[Lustre-discuss] MDT Failover not functioning properly with Lustre FS
Chadha, Narjit
Narjit.Chadha at necam.com
Thu Feb 21 13:14:11 PST 2008
Thanks,
>From what I found out, a single dummy address must be used in
/etc/ha.d/haresources. That got rid of the ip conflict. I seem to be
able to failover the mds now.
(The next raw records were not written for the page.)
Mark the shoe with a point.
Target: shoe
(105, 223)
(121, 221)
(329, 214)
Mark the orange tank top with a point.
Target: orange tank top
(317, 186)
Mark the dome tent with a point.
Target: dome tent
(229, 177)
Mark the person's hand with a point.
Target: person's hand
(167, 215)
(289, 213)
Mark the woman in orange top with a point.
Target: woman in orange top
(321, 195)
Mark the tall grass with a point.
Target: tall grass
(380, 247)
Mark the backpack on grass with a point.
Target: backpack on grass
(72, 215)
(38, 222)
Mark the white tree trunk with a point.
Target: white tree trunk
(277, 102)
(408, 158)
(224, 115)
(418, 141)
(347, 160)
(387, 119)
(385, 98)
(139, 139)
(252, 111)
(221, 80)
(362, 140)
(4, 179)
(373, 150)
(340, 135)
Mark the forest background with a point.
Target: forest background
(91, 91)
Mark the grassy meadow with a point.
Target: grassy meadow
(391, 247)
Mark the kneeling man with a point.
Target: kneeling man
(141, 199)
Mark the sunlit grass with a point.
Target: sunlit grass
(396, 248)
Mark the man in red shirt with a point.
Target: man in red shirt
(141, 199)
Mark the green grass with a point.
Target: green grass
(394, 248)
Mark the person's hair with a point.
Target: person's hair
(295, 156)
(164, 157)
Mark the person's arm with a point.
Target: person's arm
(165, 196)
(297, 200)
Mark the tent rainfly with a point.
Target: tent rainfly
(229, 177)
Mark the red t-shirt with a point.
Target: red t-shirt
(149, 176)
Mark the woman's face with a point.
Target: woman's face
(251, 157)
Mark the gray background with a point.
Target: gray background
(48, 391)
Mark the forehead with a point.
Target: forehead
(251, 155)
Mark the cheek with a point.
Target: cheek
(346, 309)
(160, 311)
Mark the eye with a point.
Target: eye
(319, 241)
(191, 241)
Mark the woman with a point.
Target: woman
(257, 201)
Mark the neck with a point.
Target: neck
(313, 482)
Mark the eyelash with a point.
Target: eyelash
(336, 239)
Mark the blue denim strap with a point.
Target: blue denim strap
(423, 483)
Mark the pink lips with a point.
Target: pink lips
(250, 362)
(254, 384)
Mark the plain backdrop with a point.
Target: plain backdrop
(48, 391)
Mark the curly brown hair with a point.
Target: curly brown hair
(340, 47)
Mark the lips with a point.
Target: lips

The only thing left is to be able to mount
the failover mds configuration on the OSS. The sytax:
mkfs.lustre --ost -fsname=mylustre -mgsnid=lustre0[1-2] /dev/sdb1
gives an error with parsing node names, yet this is what the Lustre
manual indicates to do. A ',' separation of node names also does not
work and will yield this type of error upon mounting:
mount.lustre: mount /dev/sdb1 at /mnt/lustrefs failed: Input/output
error
Is the MGS running?
I have seen a number of people having the same problem, but have not
seen a resolution posted yet.
Regards,
N.
________________________________
From: Aaron Knister [mailto:aaron at iges.org]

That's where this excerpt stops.